An idea shared by several theorists (from David Harvey to Saskia Sassen) sees the current financial system as being the second phase of capitalism: the one defined as “extractive capitalism.” No longer exclusively linked to modernist productivity, mass consumption and the circulation of goods, new capitalism appears rather as a gigantic mechanism for the extraction of value from humankind and nature, with the progressive inclusion of all possible resources and which excludes no areas of either individual life or the natural environment.
The birth of a new predatory and corporate elite stands as a counterpart to the expulsion of thousands of people from their territories, the growth of new forms of poverty and the massive expropriation of lands, water and all other common assets, as well as the increasingly greater expansion of the mining sector. Extractive capitalism or, according to Harvey, accumulation by dispossession, despite the imminent total depletion of fossil fuels, continues to devastate immense areas of the planet, perpetuating a programmed destruction with regard to nature, replicating exploitation practices that propose a new colonialism, acting to the detriment of both the dignity and the rights of indigenous populations in the southern part of the world.
The way in which these issues can be tackled, starting from ecological and non-anthropocentric premises, is at the theoretical center of The Extractive Machine, Neo-colonialisms and environmental resources.

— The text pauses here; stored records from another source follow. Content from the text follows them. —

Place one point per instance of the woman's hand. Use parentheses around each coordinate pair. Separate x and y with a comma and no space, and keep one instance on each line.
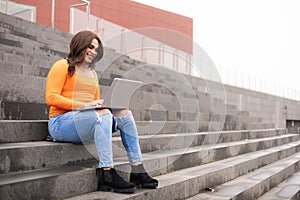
(94,103)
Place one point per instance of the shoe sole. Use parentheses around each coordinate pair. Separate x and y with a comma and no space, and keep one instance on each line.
(147,185)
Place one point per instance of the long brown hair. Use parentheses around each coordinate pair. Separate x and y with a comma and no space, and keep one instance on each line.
(78,45)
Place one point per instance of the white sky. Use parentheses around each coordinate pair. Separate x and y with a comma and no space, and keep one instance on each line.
(257,37)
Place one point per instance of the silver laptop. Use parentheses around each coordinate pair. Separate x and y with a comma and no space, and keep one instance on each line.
(118,95)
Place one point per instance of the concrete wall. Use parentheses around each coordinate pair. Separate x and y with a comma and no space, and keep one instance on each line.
(28,51)
(125,13)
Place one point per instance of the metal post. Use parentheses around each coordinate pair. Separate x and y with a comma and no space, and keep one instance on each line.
(52,13)
(87,5)
(6,8)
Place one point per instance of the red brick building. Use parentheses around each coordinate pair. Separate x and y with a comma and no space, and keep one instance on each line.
(125,13)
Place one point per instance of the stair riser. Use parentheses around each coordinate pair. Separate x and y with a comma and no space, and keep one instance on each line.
(55,154)
(177,190)
(75,183)
(265,186)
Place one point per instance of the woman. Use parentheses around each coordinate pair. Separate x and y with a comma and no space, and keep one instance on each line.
(72,83)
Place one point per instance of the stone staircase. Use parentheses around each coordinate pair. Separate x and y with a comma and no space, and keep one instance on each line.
(249,159)
(244,164)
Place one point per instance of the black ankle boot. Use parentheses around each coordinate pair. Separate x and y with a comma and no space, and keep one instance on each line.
(109,180)
(140,177)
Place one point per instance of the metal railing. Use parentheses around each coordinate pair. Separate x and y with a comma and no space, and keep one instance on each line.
(18,10)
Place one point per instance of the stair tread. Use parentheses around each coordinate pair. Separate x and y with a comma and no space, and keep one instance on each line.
(285,190)
(235,187)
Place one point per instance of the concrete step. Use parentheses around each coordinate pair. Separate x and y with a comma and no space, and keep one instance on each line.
(188,182)
(41,154)
(288,189)
(255,184)
(57,180)
(12,131)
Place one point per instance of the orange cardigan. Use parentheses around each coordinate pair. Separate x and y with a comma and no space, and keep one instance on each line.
(65,93)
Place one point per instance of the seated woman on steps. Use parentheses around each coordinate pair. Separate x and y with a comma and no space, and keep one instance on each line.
(72,83)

The works by these five exhibiting artists are animated by an activist and trans-disciplinary spirit. They aim to explore the ecological environment from different observation perspectives, concentrating on phenomena such as pollution, desertification, climate change, the privatization of agricultural crops or the unequal redistribution of the costs and advantages implied by the environmental modifications currently in force.
The mapping of indigenous activism, state of rights and environmentalist resistance traced by Ursula Biemann (in collaboration with Brazilian architect Paulo Tavares) in the progressive process of the destruction of the Amazonian Forest; the accusations made against the economic politics behind global warming and climate change in Oliver Ressler and Piero Gilardi’s investigations; just as the phenomenon of desertification and the ocean basins is at the heart of Peter Fend’s research, or the genetic manipulations and intensive farming as the extension of the historical colonialist project in Pedro Neves Marques, all aim to present themselves as an artistic support to the new defenders of the Earth in the fight against the predatory, multi-national companies.
The exhibition is supported by Città di Torino, Regione Piemonte, Compagnia di San Paolo and Fondazione CRT.